Bonar mengatakan, Setara Institute juga meminta perhatian Panglima TNI terhadap keluhan dari kelompok penghayat yang ingin menyumbangkan tenaganya untuk menjadi prajurit TNI. Dalam catatan Setara Institute, mereka yang merupakan keturunan kelompok penghayat mengalami hambatan dan diskriminasi ketika hendak melakukan pendaftaran melalui formulir online.
“Dikarenakan di formulir tersebut tidak ada kolom agama dan keyakinan untuk penghayat. Sehingga kalaupun mereka bersikeras ingin menjadi prajurit TNI, mereka harus memilih agama dan keyakinan lain,” bebernya.

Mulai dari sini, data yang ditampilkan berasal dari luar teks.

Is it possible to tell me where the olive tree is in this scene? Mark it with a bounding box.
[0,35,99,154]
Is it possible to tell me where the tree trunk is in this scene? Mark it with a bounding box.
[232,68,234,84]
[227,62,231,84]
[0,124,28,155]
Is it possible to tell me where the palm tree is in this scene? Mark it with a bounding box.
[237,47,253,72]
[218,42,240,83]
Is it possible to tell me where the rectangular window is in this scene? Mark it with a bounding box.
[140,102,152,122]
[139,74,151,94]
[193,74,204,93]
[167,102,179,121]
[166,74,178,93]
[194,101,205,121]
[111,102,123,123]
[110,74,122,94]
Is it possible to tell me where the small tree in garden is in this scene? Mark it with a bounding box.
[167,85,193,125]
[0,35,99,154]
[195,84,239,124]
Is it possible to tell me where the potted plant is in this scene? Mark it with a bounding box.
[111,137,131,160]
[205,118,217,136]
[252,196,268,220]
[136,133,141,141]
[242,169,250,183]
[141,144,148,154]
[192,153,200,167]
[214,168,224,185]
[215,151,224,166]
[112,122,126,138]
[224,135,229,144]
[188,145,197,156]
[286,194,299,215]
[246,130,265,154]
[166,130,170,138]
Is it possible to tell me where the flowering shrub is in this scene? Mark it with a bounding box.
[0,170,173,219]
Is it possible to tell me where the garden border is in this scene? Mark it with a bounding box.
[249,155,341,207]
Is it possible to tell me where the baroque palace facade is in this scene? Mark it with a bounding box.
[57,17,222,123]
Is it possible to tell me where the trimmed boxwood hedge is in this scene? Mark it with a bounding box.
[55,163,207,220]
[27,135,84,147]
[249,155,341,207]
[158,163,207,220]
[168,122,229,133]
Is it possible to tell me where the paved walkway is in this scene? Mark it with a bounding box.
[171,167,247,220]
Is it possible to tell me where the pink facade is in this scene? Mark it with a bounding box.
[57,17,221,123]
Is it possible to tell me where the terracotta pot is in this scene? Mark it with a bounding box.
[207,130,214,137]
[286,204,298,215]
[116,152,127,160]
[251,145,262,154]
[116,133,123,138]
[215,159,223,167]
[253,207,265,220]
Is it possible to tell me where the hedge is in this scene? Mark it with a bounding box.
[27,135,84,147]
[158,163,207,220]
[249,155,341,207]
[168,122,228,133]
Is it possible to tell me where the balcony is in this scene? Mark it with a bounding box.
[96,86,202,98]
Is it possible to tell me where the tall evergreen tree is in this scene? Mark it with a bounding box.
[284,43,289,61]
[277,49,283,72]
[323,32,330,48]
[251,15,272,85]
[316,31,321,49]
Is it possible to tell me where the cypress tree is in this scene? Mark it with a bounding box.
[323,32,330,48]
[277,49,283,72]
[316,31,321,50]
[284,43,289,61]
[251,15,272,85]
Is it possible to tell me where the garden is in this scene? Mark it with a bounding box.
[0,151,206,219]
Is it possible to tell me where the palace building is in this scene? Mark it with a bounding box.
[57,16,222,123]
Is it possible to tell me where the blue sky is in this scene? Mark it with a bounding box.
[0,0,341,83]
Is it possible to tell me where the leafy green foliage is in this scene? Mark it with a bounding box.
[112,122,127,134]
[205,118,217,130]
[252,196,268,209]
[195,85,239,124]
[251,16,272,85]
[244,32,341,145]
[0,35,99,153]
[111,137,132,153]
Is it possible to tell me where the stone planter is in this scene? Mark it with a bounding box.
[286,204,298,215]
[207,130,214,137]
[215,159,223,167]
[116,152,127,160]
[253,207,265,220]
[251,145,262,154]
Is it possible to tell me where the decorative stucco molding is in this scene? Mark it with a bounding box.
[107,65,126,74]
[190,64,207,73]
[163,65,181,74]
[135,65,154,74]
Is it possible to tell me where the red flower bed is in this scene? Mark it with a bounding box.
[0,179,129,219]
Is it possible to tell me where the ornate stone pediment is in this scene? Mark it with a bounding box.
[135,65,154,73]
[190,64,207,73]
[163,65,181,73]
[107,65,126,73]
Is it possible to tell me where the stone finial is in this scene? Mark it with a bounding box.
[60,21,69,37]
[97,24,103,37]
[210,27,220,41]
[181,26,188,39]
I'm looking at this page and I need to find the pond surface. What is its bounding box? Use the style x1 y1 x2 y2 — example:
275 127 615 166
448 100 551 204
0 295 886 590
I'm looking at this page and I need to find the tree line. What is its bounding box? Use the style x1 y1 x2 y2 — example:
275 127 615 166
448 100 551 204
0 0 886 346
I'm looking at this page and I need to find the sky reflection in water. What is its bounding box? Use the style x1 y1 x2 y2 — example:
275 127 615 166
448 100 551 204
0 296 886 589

Padahal, lanjut Bonar, di institusi pemerintah lain dan dan juga kepolisian hambatan semacam itu tidak ditemukan. Dia berkata, ketiadaan kolom untuk kelompok penghayat dalam formulir online untuk menjadi prajurit TNI jelas bertentangan dengan UUD Adminduk Nomor 24 Tahun 2013 dan Keputusan Mahkamah Konstitusi (MK) pada November 2017 yang menyatakan warga negara berhak untuk mengisi kolom agama dan KTP sesuai dengan kepercayaan masing-masing.
“Hendaknya Panglima TNI mengambil langkah perbaikan agar kelompok penghayat memiliki peluang dan kesempatan yang sama sebagai warganegara untuk menjadi prajurit TNI,” pungkas Bonar.